Remember, the getNextToken method is responsible for moving the position of our cursor to a spot directly after the consumed token. Since the string, '12', was our only input to the parser, the parse completes after consuming one token. Finally, we return the numeric result, 12.

Notice how we put the production rules in comments above the Expression and Primary methods. This will help us visualize where we are at in the grammar as our recursive descent parser continues to grow. In our grammar, Expression and Primary represent nonterminal symbols and NUMBER represents our terminal symbol.

We recursively call methods corresponding to nonterminal symbols until we've reached the end of the input, hence the name recursive descent parser! 😃

Handling Addition

Let the recursion continue! It's time to update our grammar "blueprint" to allow addition.

Copied! ⭐️

Expression
  = Primary ("+" Primary)*

Primary
  = NUMBER

This grammar uses EBNF-like syntax, similar to the previous tutorial. By using the syntax, (expression)*, we are saying that zero or more occurrences are allowed. It's like saying the Expression resolves to the following:

text

Copied! ⭐️

Primary + Primary + Primary + ...

When dealing with infinite expressions, we can use a while loop that checks if there's another + symbol. This can be seen in the example below.

Let's update our Parser.js file to have the following contents.

Copied! ⭐️

const { TokenTypes, Tokenizer } = require('./Tokenizer')

class Parser {
  parse(input) {
    this.input = input
    this.tokenizer = new Tokenizer(input)
    this.lookahead = this.tokenizer.getNextToken()

    return this.Expression()
  }

  eat(tokenType) {
    const token = this.lookahead

    if (token == null) {
      throw new SyntaxError(`Unexpected end of input, expected "${tokenType}"`)
    }

    if (token.type !== tokenType) {
      throw new SyntaxError(
        `Unexpected token: "${token.value}", expected "${tokenType}"`
      )
    }

    this.lookahead = this.tokenizer.getNextToken()

    return token
  }

  /**
   * Expression
   *    = Primary ("+" Primary)*
   */
  Expression() {
    let left = this.Primary()

    // We use the optional chaining operator "?." because the lookahead can be null
    while (this.lookahead?.type === TokenTypes.ADDITION) {
      this.eat(TokenTypes.ADDITION)
      const right = this.Primary()
      left = left + right
    }

    return left
  }

  /**
   * Primary
   *    = NUMBER
   */
  Primary() {
    const token = this.eat(TokenTypes.NUMBER)
    return Number(token.value)
  }
}

const parser = new Parser();
console.log(parser.parse('1 + 2')); // 3
console.log(parser.parse('1 + 2 + 3')); // 6

Remember! Our tokenizer is already designed to skip whitespaces for us, so we don't need to worry about them in our grammar or parser.

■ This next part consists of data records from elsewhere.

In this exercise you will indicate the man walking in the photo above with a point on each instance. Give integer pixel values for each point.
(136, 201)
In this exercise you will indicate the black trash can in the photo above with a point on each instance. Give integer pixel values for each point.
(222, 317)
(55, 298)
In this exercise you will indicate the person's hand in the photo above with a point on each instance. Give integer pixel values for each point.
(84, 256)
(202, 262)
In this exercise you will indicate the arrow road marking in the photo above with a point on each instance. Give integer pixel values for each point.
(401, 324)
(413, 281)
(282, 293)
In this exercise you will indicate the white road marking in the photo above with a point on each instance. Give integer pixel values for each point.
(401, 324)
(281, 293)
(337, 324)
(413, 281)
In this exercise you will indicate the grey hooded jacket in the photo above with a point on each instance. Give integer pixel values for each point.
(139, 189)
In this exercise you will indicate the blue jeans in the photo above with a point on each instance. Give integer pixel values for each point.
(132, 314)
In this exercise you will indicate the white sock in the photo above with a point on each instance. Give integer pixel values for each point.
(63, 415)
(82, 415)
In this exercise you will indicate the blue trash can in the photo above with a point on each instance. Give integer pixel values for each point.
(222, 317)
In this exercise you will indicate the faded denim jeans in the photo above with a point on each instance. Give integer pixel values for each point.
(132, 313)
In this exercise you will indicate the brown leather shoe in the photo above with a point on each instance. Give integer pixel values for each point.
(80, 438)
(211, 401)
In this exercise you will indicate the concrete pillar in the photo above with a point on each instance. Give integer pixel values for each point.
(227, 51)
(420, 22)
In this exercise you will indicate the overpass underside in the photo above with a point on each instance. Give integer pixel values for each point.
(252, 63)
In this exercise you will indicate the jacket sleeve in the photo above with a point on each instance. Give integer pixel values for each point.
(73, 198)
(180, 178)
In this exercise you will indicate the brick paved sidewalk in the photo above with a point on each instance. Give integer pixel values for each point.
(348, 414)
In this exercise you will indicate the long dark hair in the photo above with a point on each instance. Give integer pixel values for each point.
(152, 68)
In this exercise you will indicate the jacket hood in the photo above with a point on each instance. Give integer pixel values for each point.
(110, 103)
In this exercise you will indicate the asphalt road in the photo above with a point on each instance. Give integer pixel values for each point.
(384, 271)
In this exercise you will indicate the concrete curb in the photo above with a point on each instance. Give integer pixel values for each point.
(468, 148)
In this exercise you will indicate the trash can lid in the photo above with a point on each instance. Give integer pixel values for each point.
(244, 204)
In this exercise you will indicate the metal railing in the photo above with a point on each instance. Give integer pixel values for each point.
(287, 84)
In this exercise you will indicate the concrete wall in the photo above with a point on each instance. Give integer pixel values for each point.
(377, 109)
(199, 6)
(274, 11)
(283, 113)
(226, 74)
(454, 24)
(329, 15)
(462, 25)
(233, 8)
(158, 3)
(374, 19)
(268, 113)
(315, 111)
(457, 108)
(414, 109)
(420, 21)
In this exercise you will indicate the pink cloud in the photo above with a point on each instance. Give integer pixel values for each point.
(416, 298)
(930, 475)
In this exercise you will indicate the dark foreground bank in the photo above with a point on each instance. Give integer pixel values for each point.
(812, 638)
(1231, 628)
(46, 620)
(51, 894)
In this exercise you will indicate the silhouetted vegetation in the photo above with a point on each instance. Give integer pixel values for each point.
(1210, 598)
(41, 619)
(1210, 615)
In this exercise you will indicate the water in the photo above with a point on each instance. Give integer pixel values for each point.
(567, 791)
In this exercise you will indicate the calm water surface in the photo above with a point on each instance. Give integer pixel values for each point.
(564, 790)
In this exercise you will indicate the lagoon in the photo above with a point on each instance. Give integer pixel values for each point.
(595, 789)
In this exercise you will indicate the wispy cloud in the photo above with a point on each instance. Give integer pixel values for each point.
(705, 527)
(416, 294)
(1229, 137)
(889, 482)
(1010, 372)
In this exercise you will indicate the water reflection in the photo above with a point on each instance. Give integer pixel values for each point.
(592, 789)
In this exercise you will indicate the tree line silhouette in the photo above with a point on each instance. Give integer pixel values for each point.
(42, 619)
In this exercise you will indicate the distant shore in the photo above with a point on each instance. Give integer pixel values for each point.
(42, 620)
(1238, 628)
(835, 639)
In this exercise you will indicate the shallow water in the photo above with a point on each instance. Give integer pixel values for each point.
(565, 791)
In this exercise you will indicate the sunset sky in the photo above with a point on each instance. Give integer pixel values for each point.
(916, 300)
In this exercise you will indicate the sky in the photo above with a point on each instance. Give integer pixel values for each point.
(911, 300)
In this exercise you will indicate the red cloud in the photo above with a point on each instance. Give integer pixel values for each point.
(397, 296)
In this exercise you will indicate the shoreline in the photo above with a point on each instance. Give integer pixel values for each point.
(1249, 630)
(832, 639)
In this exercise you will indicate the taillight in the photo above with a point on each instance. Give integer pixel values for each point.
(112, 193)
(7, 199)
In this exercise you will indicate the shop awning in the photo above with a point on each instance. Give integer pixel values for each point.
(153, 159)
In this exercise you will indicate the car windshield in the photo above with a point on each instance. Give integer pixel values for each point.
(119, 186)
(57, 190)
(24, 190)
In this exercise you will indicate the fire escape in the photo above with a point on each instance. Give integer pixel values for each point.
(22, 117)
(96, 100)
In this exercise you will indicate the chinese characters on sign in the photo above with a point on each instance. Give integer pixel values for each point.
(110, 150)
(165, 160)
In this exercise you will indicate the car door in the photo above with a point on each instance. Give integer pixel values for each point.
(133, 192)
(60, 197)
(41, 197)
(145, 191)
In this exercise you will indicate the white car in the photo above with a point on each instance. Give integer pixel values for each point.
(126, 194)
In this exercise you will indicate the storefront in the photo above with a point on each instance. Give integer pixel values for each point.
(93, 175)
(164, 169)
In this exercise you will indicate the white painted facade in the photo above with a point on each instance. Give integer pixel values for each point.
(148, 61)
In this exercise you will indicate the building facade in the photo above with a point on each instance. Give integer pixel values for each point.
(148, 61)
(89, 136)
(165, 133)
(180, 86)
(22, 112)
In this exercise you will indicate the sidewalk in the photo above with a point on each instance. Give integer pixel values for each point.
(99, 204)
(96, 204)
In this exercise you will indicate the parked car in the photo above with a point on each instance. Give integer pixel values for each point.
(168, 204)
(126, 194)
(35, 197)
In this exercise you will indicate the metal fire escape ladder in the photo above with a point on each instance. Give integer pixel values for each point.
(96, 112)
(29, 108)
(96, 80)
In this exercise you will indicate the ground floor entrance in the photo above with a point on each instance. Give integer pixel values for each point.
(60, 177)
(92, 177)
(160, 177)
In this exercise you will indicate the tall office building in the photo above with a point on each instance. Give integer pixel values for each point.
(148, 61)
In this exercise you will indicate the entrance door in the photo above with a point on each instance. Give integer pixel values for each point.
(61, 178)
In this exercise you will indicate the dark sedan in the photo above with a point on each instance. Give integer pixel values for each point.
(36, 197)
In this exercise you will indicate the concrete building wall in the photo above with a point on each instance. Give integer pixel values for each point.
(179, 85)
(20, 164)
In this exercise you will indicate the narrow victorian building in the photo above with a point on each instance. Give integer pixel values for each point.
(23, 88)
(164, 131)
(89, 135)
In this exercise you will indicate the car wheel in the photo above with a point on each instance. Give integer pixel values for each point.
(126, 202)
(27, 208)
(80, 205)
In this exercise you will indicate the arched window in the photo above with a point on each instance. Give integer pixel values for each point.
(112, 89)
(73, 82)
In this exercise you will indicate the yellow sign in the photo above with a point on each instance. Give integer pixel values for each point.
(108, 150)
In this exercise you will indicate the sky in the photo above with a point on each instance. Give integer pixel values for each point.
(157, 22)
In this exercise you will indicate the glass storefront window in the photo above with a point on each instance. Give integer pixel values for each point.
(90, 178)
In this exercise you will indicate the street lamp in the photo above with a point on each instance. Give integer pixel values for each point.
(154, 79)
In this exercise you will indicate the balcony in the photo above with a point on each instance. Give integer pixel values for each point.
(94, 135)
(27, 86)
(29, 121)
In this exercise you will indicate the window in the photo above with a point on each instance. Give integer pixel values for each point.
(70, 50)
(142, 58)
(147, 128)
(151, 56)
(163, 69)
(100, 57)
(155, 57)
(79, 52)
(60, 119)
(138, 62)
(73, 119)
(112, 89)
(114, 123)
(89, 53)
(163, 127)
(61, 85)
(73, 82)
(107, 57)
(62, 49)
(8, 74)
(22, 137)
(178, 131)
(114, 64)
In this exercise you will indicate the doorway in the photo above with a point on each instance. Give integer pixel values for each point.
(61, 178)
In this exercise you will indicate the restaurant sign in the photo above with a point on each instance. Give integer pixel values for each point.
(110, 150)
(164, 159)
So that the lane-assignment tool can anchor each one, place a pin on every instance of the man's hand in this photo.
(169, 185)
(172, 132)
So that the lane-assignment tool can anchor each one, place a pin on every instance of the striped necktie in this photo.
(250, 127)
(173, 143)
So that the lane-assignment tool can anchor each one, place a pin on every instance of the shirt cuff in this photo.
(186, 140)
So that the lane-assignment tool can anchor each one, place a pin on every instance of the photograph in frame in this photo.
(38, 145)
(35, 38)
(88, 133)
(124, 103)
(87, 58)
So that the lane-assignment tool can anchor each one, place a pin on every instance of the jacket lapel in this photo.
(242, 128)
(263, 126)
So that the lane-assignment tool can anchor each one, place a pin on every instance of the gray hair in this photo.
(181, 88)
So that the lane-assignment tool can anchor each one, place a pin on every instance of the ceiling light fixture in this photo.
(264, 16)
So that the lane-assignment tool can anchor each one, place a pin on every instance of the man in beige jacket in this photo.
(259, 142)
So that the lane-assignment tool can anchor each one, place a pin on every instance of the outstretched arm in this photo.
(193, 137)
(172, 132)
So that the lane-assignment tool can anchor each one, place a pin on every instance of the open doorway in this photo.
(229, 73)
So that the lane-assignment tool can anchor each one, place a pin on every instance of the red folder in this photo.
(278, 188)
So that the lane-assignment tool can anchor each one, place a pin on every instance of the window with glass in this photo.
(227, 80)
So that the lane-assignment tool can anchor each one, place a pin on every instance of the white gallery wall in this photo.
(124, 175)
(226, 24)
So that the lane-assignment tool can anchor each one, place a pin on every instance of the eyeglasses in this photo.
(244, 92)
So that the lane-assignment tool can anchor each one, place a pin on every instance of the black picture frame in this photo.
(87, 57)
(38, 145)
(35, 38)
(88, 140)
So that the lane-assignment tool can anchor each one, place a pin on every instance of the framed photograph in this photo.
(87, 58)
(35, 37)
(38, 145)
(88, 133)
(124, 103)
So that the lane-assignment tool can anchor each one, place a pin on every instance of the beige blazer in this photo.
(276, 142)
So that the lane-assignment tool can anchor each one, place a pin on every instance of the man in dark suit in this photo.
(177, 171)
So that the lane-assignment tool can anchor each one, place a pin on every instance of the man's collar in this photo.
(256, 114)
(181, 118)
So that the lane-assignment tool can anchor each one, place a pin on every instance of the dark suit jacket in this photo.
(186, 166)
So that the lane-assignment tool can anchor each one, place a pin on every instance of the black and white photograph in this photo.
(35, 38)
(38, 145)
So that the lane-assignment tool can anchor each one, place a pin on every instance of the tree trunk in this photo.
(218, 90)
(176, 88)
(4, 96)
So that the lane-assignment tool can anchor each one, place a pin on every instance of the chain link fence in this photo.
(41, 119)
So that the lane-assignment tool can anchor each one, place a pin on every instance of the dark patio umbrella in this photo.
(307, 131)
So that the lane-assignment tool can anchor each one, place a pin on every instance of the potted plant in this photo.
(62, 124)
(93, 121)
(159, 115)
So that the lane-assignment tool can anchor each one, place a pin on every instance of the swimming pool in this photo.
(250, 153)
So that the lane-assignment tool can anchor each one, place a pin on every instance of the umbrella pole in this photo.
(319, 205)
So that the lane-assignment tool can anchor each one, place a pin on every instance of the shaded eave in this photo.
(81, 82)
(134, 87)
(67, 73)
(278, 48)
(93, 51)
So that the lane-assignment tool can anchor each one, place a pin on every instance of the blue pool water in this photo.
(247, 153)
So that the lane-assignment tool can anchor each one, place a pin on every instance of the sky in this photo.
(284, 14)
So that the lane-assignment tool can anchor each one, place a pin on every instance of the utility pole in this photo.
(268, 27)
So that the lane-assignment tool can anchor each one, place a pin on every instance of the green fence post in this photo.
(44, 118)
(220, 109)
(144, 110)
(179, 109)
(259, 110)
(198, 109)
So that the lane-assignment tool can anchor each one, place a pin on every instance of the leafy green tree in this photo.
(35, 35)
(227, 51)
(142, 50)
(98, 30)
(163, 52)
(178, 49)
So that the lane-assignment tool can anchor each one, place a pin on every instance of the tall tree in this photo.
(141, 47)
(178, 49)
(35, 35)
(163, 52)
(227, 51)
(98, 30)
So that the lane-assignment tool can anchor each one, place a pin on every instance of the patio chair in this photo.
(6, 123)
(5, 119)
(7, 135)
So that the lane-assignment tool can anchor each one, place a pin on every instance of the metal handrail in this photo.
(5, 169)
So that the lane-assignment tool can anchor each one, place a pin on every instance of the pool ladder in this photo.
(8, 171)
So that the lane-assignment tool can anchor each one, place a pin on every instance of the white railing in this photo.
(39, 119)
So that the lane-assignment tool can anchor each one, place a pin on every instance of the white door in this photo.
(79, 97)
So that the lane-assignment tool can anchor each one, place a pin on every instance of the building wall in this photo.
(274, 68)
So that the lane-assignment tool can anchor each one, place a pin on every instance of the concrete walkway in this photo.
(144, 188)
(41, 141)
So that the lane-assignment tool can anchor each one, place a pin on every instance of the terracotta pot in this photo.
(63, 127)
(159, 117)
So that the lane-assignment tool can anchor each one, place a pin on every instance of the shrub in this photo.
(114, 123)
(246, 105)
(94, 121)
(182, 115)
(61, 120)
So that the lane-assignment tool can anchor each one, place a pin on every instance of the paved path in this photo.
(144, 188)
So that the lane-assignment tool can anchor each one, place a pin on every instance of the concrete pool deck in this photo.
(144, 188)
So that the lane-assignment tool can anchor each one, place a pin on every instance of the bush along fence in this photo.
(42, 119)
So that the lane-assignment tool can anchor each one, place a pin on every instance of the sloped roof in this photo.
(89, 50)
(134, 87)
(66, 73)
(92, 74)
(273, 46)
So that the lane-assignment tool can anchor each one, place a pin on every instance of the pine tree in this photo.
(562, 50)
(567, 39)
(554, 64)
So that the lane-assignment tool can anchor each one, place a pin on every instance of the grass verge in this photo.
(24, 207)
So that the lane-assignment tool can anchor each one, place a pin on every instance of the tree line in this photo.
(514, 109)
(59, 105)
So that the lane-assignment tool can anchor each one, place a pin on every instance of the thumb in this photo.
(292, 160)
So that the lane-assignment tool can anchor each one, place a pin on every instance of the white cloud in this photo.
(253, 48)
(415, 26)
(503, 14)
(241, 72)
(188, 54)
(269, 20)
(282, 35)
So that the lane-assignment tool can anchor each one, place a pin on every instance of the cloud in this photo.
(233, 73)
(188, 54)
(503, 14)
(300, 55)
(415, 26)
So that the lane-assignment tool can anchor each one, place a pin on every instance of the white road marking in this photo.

Take a moment to go through this program very carefully. As we can see, more recursion occurs as our grammar grows and when there are more operators in our math expression. After the parse completes, there should be no more tokens left, and the parse method should return a result.

If you need help debugging this parser, I would suggest using the --inspect-brk option when executing the JavaScript file with Node.js.

shell

Copied! ⭐️

node --inspect-brk Parser.js

I have an excellent tutorial on debugging Node.js apps with Chrome DevTools, so check it out!

Handling Subtraction

Let's update our grammar "blueprint" to include subtraction.

Copied! ⭐️

Expression
  = Primary (("+" / "-") Primary)*

Primary
  = NUMBER

Adding subtraction to our parser is super easy. We just add a conditional statement in the Expression method to determine whether the operator is addition or subtraction. Then, we consume that operator token and perform either addition or subtraction.

Copied! ⭐️

const { TokenTypes, Tokenizer } = require('./Tokenizer')

class Parser {
  parse(input) {
    this.input = input
    this.tokenizer = new Tokenizer(input)
    this.lookahead = this.tokenizer.getNextToken()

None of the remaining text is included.